Although such statements were made in considering the exempt status of public property, we think they are equally applicable to a nongovernmental entity.

Clearly, a private religious institution would be beset with the same problems as, if not greater than, those confronting a governmental entity. Necessarily, under ordinary circumstances a period of time must elapse between the time of the acquisition of the land and the actual construction and occupancy of the building. Plans must be prepared, surveys made and, perhaps most important of all, funds raised, all of which, especially as to a nongovernmental entity which does not have access to tax revenues, must necessarily take time. To tax the property during such period prior to actual construction would be to subvert the purpose of the tax exemption.

However, so far as nongovernmental entities are concerned, mere ownership, standing alone, is not sufficient to create a right to tax exemption. Such ownership must be coupled with the purpose, supported by tangible evidence, that the property will be devoted to an actual physical use for the public benefit. The intent to use such property for an exempt purpose must be one of substance and not a mere dream that sometime in the future, if funds can be obtained, the entity would so use such property. In other words, it must be shown that the entity, at the time the application for exemption is made, is actively working toward the actual use for the public benefit. Evidence that surveys have been made and plans drawn or that active fund-raising campaigns are being carried on is indicative that the exempting use will be made of the property within a reasonable time.
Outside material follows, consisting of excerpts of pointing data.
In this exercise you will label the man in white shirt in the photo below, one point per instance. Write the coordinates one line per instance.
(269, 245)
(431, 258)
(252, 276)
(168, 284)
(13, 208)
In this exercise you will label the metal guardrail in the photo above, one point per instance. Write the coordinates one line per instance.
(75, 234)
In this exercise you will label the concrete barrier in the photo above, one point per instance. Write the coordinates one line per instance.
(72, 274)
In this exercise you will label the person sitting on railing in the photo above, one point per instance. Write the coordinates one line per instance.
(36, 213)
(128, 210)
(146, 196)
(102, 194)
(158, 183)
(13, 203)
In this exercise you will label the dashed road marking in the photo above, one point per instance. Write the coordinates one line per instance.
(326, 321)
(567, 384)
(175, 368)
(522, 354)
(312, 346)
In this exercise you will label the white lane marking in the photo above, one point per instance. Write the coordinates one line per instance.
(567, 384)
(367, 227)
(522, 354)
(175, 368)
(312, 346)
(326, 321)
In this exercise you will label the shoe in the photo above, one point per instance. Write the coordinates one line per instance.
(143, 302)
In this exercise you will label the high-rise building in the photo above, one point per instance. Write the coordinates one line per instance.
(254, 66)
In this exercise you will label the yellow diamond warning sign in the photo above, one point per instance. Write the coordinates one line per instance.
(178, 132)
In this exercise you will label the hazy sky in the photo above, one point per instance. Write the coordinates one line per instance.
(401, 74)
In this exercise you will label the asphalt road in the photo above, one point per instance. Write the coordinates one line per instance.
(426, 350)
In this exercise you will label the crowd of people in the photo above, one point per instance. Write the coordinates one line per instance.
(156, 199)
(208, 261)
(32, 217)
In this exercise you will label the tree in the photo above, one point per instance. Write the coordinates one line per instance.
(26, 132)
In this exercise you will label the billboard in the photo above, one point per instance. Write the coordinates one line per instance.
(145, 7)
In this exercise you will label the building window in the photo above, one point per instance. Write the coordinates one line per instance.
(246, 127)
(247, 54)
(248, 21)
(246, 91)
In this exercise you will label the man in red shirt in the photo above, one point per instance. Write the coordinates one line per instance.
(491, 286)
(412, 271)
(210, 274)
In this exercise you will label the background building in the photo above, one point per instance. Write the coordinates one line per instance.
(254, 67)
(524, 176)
Thus vacant land purchased by a religious institution for the purpose of erecting a church thereon is entitled to be exempted from taxation if the institution can present evidence that it is actively working toward an actual use of such property for a house of worship.

In the case presently before us, the evidence indicates that even in 1956, when this land was acquired by appellant, a start *108had been made to procure funds for the erection of the church, that in 1958, the year when the exempt status is claimed to have begun, plans had been prepared and funds were available for the construction of the church, and that construction actually began in 1959. Under the circumstances, it is clear that, from 1958 on, the property here in question was and is entitled to be exempted from taxation.

The decision of the Board of Tax Appeals denying the remission of taxes for the years 1958 and 1959 and dismissing the application for exemption for 1960 is unreasonable and unlawful and must, therefore, be reversed.

Decision reversed.

Taft, Bell and O’Neill, JJ., concur. Weygandt, C. J., Zimmerman and Herbert, JJ., dissent.